The presence of severe PR leading to right ventricular dilatation and tricuspid annular dilatation which may further cause papillary muscle displacement, tethering of tricuspid valve leaflet and thus causing eventually TR. ¹⁵ Fukuda et al. ¹⁶ showed that the severity of residual TR was associated with patient age, tethering distance and severity of preoperative TR and suggested that preoperative TV tethering is an important criteria for selecting valve replacement than repair for correction of severe functional TR. In the cases where annular dilatation is severe, an isolated annuloplasty is often unable to restore a durable competence of the tricuspid valve and may need additional procedures like augmentation of anterior leaflet with pericardial patch. In order to decrease the incidence of early failure and to reduce the recurrence of regurgitation, decision needs to be taken between tricuspid repair and replacement according to the stage of the disease. The presence of TR after surgery is a cause of concern as residual TR is associated with decreased late survival and increased morbidity. ¹⁷ It was shown by previous studies that replacement was more effective than repair in subsiding TR, though replacement may have increased late mortality rates. ¹⁸ As seen in this patient, repair of primary valve was not possible; given the dilatation of annulus, a valve replacement was done. The rate of thromboembolism is high with mechanical valves so a bioprosthetic valve is preferred in tricuspid and pulmonary position as was done in our patient, though no survival advantage over a mechanical prosthesis has been proven.^19,20

Conclusion

In most of the patients with PR, the volume overload on the right ventricle results in right ventricular dilatation. Over a prolonged period, there will be TR. Therefore, emphasis should be laid on monitoring right ventricular dilatation and its sequelae rather than PR only. If there is objective evidence of progressive right ventricular dilatation with symptoms of heart failure or documented arrhythmias, then we should consider the patient for pulmonary valve replacement.
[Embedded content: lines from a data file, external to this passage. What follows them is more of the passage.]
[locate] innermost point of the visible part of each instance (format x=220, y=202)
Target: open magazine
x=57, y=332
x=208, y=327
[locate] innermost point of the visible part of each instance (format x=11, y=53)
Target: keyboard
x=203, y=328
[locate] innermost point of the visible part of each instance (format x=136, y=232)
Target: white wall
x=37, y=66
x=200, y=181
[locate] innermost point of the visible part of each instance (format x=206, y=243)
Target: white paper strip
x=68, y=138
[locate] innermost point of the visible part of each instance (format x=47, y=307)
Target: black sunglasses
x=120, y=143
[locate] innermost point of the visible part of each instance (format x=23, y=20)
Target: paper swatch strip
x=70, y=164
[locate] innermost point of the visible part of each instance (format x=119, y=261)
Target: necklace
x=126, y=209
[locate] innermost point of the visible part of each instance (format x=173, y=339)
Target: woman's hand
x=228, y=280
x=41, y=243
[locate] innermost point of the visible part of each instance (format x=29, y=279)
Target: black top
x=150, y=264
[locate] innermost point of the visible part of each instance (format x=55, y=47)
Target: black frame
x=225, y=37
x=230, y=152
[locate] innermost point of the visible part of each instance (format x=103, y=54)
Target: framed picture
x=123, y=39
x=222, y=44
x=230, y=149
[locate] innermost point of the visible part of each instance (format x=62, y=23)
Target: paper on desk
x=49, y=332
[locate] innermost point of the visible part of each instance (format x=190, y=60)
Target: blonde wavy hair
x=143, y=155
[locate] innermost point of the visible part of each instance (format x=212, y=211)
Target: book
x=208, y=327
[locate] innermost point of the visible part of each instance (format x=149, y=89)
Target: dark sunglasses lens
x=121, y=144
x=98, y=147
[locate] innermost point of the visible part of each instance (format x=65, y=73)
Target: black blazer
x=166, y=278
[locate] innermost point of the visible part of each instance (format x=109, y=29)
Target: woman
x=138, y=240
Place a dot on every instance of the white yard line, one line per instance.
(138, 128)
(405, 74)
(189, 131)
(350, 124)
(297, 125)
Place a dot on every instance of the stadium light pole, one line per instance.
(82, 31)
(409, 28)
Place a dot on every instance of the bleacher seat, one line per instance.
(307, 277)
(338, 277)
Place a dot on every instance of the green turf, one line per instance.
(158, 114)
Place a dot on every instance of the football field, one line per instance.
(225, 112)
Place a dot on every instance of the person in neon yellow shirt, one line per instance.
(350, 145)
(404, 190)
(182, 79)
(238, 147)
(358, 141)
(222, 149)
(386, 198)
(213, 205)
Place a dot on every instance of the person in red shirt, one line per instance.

The dilemma again associated in such patients who have accompanying severe TR necessitating tricuspid valve surgery is first to define the indication for surgery, secondary to choose between tricuspid valve repair or replacement and third to assess the effectiveness of various types of valve repair or the type of prosthesis to be used in valve replacement. If timely intervention or tricuspid valve is not done, then the progressive right ventricular dilatation can lead to irreversible deterioration of right ventricular function which will affect the postoperative outcome of the patient negatively, yet the management of functional TR remains a debatable issue.